MURAL: Meta-Learning Uncertainty-Aware Rewards for Outcome-Driven Reinforcement Learning
Kevin Li*, Abhishek Gupta*, Ashwin Reddy, Vitchyr Pong, Aurick Zhou, Justin Yu, Sergey Levine
UC Berkeley
Presented at the 2021 International Conference on Machine Learning (ICML)
Motivation
Reinforcement learning (RL) in its most general form requires solving a challenging uninformed search problem, in which rewards are sparsely observed
Shaped reward functions can help guide learning, but often require domain knowledge and can be misleading if not designed carefully
We aim to reformulate the RL problem to:
Make it easier to specify the task by simply providing examples of successful outcomes
Make learning more tractable by using the success examples for directed exploration
Code
Code is available at https://github.com/mural-rl/mural
MURAL Algorithm
The user provides examples of desired outcomes. There is no need for demonstrations or any additional guidance.
At each iteration of RL, we use states visited by the policy as negative examples, then train our classifier to distinguish between visited states and goals.
We run RL, where rewards are obtained by querying the classifier with an amortized version of Normalized Maximum Likelihood. We use p_NML(goal | state) as the reward.
Meta-Learning Normalized Maximum Likelihood (Meta-NML)
Normalized Maximum Likelihood (NML) requires retraining our model to convergence on every new test point, which would be computationally intractable on neural network models. We propose a novel meta-learning variant of NML (meta-NML) which learns a model initialization that can easily adapt to new points with arbitrary labels in just one or a few gradient steps.
Using meta-NML, we can approximate the desired NML outputs reasonably well in a fraction of the time, resulting in a ~2000x speedup compared to standard NML. This is crucial to making an NML based classifier method computationally tractable for RL.
Evaluation Domains
We evaluate our algorithm on a variety of reinforcement learning tasks:
Robotic manipulation
Three robotic tasks — pushing, door opening, and pick-and-place — with a Sawyer robot arm, previously considered in VICE-RAQ (Singh et al. 2019). We use the ground truth robot state (e.g. end effector and gripper positions); details on the state spaces are provided below for each environment.

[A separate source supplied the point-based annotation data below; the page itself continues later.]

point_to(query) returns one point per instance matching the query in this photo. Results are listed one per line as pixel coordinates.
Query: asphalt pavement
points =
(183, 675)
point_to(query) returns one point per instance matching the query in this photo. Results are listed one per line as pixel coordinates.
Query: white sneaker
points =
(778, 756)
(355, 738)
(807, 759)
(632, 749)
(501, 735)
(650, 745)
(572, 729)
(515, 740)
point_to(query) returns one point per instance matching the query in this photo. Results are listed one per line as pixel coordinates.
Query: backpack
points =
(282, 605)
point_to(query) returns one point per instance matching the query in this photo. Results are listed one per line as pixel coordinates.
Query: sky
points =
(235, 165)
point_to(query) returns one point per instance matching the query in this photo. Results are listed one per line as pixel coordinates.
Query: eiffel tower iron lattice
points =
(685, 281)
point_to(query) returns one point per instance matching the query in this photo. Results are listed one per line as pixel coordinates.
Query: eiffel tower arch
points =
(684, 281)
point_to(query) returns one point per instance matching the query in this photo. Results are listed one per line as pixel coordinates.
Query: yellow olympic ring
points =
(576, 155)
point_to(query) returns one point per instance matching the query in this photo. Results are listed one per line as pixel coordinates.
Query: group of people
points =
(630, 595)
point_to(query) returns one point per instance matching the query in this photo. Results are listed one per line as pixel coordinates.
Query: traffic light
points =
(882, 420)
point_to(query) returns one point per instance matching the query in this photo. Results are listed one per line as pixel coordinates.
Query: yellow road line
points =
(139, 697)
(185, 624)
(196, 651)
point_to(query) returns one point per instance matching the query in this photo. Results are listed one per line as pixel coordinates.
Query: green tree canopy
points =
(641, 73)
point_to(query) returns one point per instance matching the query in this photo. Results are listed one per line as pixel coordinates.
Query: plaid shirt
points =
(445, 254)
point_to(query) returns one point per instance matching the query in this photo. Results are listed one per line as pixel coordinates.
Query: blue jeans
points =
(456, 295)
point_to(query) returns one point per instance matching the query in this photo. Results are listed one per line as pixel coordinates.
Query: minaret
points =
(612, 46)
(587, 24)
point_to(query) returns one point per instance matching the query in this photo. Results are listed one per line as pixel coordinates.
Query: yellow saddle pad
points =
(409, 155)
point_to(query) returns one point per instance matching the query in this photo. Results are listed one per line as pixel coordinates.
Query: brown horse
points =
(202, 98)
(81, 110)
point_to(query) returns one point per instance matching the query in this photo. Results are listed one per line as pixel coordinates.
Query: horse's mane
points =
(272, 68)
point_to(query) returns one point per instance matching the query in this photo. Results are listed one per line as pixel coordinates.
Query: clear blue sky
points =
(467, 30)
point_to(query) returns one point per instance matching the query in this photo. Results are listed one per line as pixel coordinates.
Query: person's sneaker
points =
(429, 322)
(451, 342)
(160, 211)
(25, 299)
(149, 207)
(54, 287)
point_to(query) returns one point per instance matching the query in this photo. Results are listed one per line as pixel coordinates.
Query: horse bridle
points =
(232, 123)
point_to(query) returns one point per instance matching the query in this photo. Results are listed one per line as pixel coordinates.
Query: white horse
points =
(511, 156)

One dexterous manipulation task which involves controlling a robot claw with a high action space (16 DoF) to move an object to a desired location.
Navigation
Two 2D maze navigation problems, which require avoiding several local optima before reaching the goal. Previous classifier methods often get stuck on the other side of a wall, believing they are close enough to the desired goal.
One ant locomotion task, where a 15 DoF quadruped ant must navigate around a wall to the desired goal. For an algorithm to succeed on this task, in addition to being able to avoid local optima like in the other mazes, it must also scale well to higher state and action spaces.
Sawyer Push
The robot must push a puck to a fixed location.
State space: x, y, z coordinates of end effector and x, y coordinates of puck
Sawyer Door Opening
The robot must open the door to a 45 degree angle.
State space: x, y, z coordinates of end effector and angle of door
Sawyer Pick-and-Place
The robot must pick up a randomly placed ball from a table and raise it to a fixed location.
State space: x, y, z coordinates of end effector; x, y, z coordinates of ball; tightness of gripper
Dexterous Hand
The multi-fingered (16 DoF) hand must move the object to a fixed location.
State space: x, y, z coordinates of end effector
Zigzag Maze
The agent must navigate through an S-shaped corridor consisting of two walls.
State space: x and y coordinates of agent
Spiral Maze
The agent must navigate through a spiral-shaped corridor.
State space: x and y coordinates of agent
Ant Locomotion
The quadruped ant must navigate around a wall to the desired target.
State space: Center of mass, joint positions, and joint angles of the ant
Results
We compare to prior classifier-based RL methods (VICE), goal-reaching algorithms (DDL), exploration bonuses (RND and counts), a heuristically shaped reward function, and a sparse reward.
Our algorithm is able to very quickly learn how to solve these challenging exploration tasks, often reaching significantly better asymptotic performance than most prior methods, and doing so significantly more efficiently. This suggests that MURAL is able to provide directed reward shaping and exploration that is substantially better than standard classifier-based methods (e.g., VICE).